Forma comissiva e omissiva
O crime será praticado na forma comissiva, todavia, pode ocorrer na forma omissiva quando o agente estiver na posição de garantidor, caso em que o crime será omissivo impróprio.

Consumação e tentativa: Consuma-se o crime com a verificação do perigo concreto. Pode haver tentativa, pelo mesmo mecanismo descrito no crime de incêndio.

FORMA PRIVILEGIADA DO §1º E CAUSA DE AUMENTO DE PENA DO §2º

A pena é menor se a substância explosiva não é dinamite ou explosivo de efeitos análogos, como por exemplo, o uso de pólvora que não seja tão devastadora quanto aquelas ou até vapor d´água.

O §2º prevê majoração da pena na ocorrência de qualquer das hipóteses do artigo 250 (incêndio), §1º, incisos I e II (vide descrição acima, no crime de incêndio).

FORMA CULPOSA - Parágrafo Terceiro
Admite também a culpa, quando falta ao agente o dever de cuidado objetivo, agindo com imperícia, imprudência ou negligência.
Interessante é anotar que segundo a majoritária doutrina a culpa só poderá incidir na hipótese da explosão, pois não se aplica ao arremesso ou à colocação, ações que necessitam da forma dolosa. Outro fato que reforça esse entendimento é a própria redação do tipo penal, onde o legislador só fez constar a expressão explosão.
É o caso do agente que trabalha com explosivos, por exemplo, na construção civil, e o agente os coloca em local próximo ao calor. Se ocorrer explosão, responderá por explosão culposa; se não ocorrer, não responderá por nada, por ausência de previsão legal.

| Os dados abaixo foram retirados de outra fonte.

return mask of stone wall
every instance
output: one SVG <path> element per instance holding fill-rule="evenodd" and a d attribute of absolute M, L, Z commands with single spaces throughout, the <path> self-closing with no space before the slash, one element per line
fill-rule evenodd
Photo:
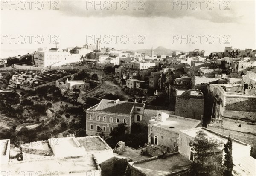
<path fill-rule="evenodd" d="M 90 120 L 90 116 L 93 116 L 93 120 Z M 100 120 L 97 121 L 97 116 L 100 117 Z M 106 121 L 103 121 L 103 117 L 106 117 Z M 113 118 L 113 122 L 110 122 L 110 118 Z M 116 123 L 116 119 L 119 118 L 119 122 L 123 122 L 124 119 L 126 121 L 128 127 L 127 133 L 130 133 L 131 132 L 131 116 L 129 115 L 120 114 L 114 113 L 107 113 L 105 112 L 93 111 L 87 110 L 86 115 L 86 134 L 89 136 L 94 136 L 97 133 L 97 126 L 99 126 L 103 130 L 103 127 L 106 127 L 105 136 L 108 136 L 110 132 L 110 127 L 112 129 L 117 127 L 118 123 Z M 90 129 L 90 125 L 93 125 L 93 129 Z"/>
<path fill-rule="evenodd" d="M 167 110 L 168 109 L 166 107 L 156 106 L 151 107 L 151 106 L 147 106 L 145 107 L 142 120 L 139 122 L 141 125 L 148 127 L 148 121 L 152 119 L 152 117 L 157 115 L 157 110 L 163 112 L 170 115 L 174 115 L 174 111 Z"/>
<path fill-rule="evenodd" d="M 226 110 L 256 112 L 256 97 L 226 97 L 225 99 Z"/>
<path fill-rule="evenodd" d="M 153 126 L 151 128 L 151 143 L 154 144 L 155 136 L 158 137 L 159 144 L 168 147 L 170 152 L 174 152 L 177 149 L 178 146 L 177 139 L 179 138 L 179 133 L 171 131 L 163 128 Z"/>
<path fill-rule="evenodd" d="M 247 118 L 256 121 L 256 112 L 224 110 L 222 116 L 237 119 Z"/>
<path fill-rule="evenodd" d="M 202 120 L 204 115 L 204 99 L 185 99 L 176 98 L 175 115 Z"/>
<path fill-rule="evenodd" d="M 255 127 L 255 126 L 252 125 L 252 127 Z M 252 147 L 250 151 L 251 156 L 254 158 L 256 158 L 256 134 L 227 129 L 223 127 L 213 127 L 209 125 L 207 125 L 207 128 L 227 136 L 230 135 L 231 138 L 250 145 Z"/>
<path fill-rule="evenodd" d="M 17 64 L 13 64 L 13 68 L 17 69 L 38 70 L 44 69 L 43 68 L 41 67 L 28 66 L 26 65 L 20 65 Z"/>

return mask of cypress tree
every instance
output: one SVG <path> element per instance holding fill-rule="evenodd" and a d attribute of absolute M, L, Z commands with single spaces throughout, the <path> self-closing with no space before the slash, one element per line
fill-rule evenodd
<path fill-rule="evenodd" d="M 228 136 L 227 142 L 224 144 L 224 151 L 225 152 L 224 158 L 224 176 L 231 176 L 232 175 L 232 170 L 234 164 L 232 158 L 232 139 L 230 135 Z"/>

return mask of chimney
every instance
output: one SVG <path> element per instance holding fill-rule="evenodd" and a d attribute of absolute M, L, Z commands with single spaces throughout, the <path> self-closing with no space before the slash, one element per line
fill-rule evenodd
<path fill-rule="evenodd" d="M 117 104 L 119 101 L 120 101 L 120 100 L 119 99 L 118 99 L 116 100 L 115 100 L 115 101 L 114 102 L 115 104 Z"/>

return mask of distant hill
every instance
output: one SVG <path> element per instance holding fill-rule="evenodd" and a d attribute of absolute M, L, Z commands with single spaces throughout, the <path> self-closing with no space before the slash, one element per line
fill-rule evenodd
<path fill-rule="evenodd" d="M 172 52 L 173 51 L 182 51 L 180 50 L 177 50 L 175 49 L 167 49 L 167 48 L 164 48 L 162 46 L 159 46 L 155 49 L 153 49 L 154 54 L 159 54 L 163 55 L 170 55 Z M 123 51 L 134 51 L 134 50 L 129 50 L 129 49 L 122 49 Z M 151 49 L 138 49 L 135 50 L 137 52 L 144 53 L 146 55 L 150 55 L 151 54 Z"/>

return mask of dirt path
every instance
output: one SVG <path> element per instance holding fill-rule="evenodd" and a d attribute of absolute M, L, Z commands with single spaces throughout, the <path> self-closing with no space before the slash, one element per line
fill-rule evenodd
<path fill-rule="evenodd" d="M 122 90 L 122 88 L 120 87 L 120 86 L 114 84 L 113 82 L 110 81 L 105 81 L 105 83 L 106 83 L 106 84 L 108 85 L 116 87 L 118 91 L 119 92 L 119 94 L 121 94 L 125 97 L 127 99 L 127 100 L 128 100 L 128 99 L 129 99 L 129 98 L 132 98 L 132 97 L 131 95 L 127 95 L 125 92 L 124 92 Z"/>

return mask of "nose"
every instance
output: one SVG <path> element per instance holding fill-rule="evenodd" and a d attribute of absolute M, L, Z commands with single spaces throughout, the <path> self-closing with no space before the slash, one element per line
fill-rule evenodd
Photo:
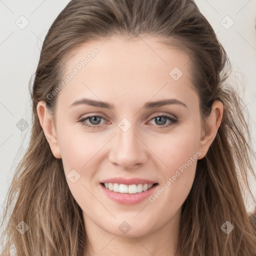
<path fill-rule="evenodd" d="M 112 140 L 110 161 L 126 170 L 132 170 L 145 164 L 148 158 L 147 148 L 142 138 L 133 128 L 124 132 L 117 128 L 118 134 Z"/>

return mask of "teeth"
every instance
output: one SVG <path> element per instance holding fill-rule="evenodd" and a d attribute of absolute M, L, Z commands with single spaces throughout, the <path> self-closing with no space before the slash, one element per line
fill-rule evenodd
<path fill-rule="evenodd" d="M 125 184 L 118 184 L 118 183 L 104 183 L 104 186 L 106 188 L 114 191 L 114 192 L 128 193 L 128 194 L 140 193 L 142 191 L 146 191 L 153 186 L 152 184 L 126 185 Z"/>

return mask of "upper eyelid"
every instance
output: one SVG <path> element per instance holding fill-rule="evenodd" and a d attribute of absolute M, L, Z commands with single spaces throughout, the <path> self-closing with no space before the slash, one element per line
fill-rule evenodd
<path fill-rule="evenodd" d="M 146 119 L 148 119 L 148 118 L 150 118 L 150 115 L 149 115 L 147 117 Z M 94 116 L 99 117 L 99 118 L 104 119 L 106 120 L 108 120 L 108 118 L 105 118 L 104 117 L 102 116 L 101 116 L 100 114 L 90 114 L 90 116 L 85 116 L 84 118 L 78 118 L 78 121 L 85 121 L 87 119 L 88 119 L 90 118 L 92 118 Z M 151 117 L 151 118 L 150 118 L 148 122 L 151 121 L 154 118 L 156 118 L 158 116 L 166 116 L 168 118 L 171 118 L 171 119 L 172 118 L 172 119 L 174 119 L 175 120 L 178 120 L 178 118 L 176 116 L 174 116 L 172 114 L 156 114 L 154 115 L 153 116 L 152 116 Z M 90 125 L 92 125 L 92 124 L 90 124 Z M 100 125 L 102 125 L 102 124 L 97 124 L 97 125 L 95 125 L 95 126 L 100 126 Z"/>

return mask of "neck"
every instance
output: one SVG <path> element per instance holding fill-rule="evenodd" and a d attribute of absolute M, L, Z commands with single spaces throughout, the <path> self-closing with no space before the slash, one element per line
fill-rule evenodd
<path fill-rule="evenodd" d="M 84 214 L 86 230 L 86 256 L 180 256 L 177 252 L 181 210 L 158 230 L 136 236 L 110 234 Z"/>

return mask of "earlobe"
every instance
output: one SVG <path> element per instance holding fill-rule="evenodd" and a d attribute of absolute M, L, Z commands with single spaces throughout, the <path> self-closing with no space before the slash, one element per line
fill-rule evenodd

Estudo de caso: Bia visando causar explosão com perigo à incolumidade pública, coloca engenho explosivo no banheiro de sua escola. Deseja a explosão do sanitário (o dolo está definido). Ocorre que, pouco antes da explosão, alguém senta no sanitário e se acaba morto pela explosão.
Neste caso, aplica-se o artigo 258, que é preterdoloso, porque há dolo na explosão e culpa no homicídio. Sempre que o dolo for de perigo comum sempre será aplicado algum artigo de crime comum.